After I finished the dishes, I picked up my copy of Shahab Ahmed’s What is Islam? It was a field-changing book for Islamic Studies. I’m still in the introduction but in it, he picks apart the the conception of what is Islamic. Are wine-cups from the caliphs with Arabic inscriptions on them considered Islamic? Why do we consider the juridical perspectives of the great imams more Islamic than the philosophic-religion like Ibn Sina or Ibn ‘Arabi?

But it wasn’t necessarily the contents of the book that comforted me that night. It was the convergence of hearing someone remind us of the importance of a larger spiritual worldview to strengthen ourselves for the important materialist fight for earthly progress and an important scholar exploring what it really means to be Muslim, using examples of practices and people who are occasionally considered heterodox (outside of the fold of Islam) that lifted me.

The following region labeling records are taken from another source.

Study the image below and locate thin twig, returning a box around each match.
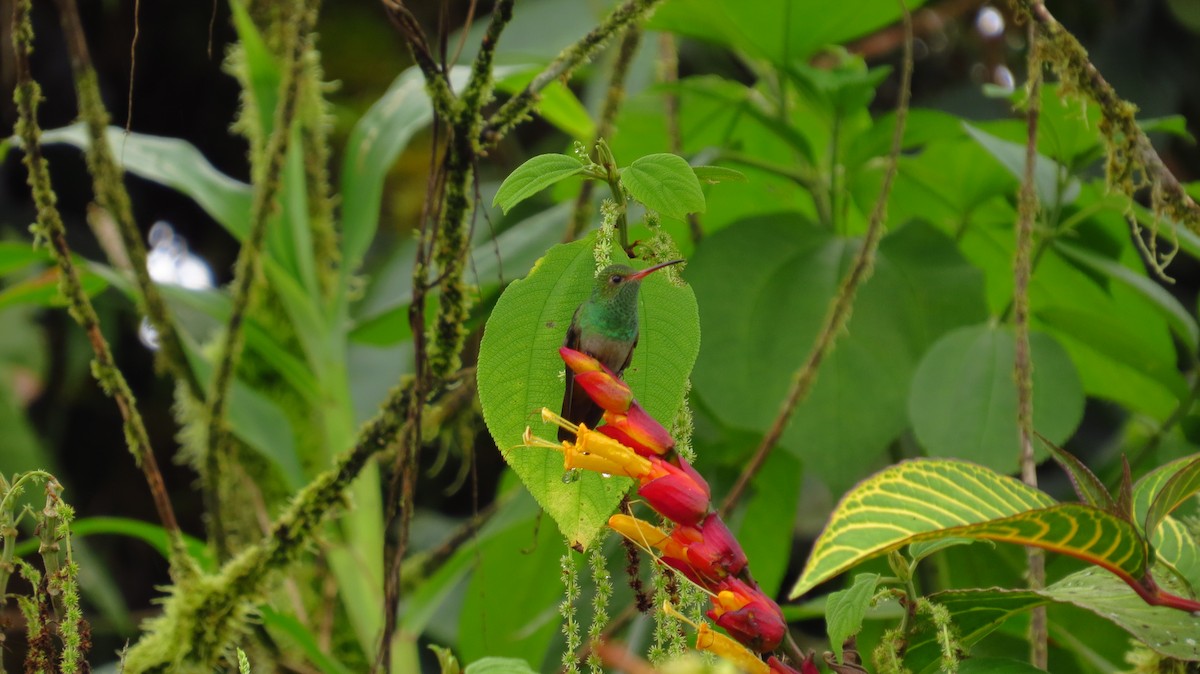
[659,32,704,243]
[120,381,413,672]
[13,0,187,570]
[383,0,454,115]
[1014,0,1200,233]
[1013,15,1046,669]
[50,0,204,399]
[204,0,316,556]
[479,0,662,148]
[720,0,912,517]
[563,24,642,241]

It’s a silly example that can only make sense to me, with all the things rattling around in my head. But I’m sure there are others who have similar experiences of different stimuli that converge at the exact right moment they need them to produce a personal mini-breakthrough. I needed that this particular night.

My own e-crisis will remain, I’m sure. I can’t turn it off and dive so fully into my own surroundings and hobbies that I forget about what goes on outside my family, my tribe, my spiritual community, or country. But reframing my thinking and using a “larger anchor” that I had momentarily forgotten have gifted me more acceptance for what might come. And for that I am grateful.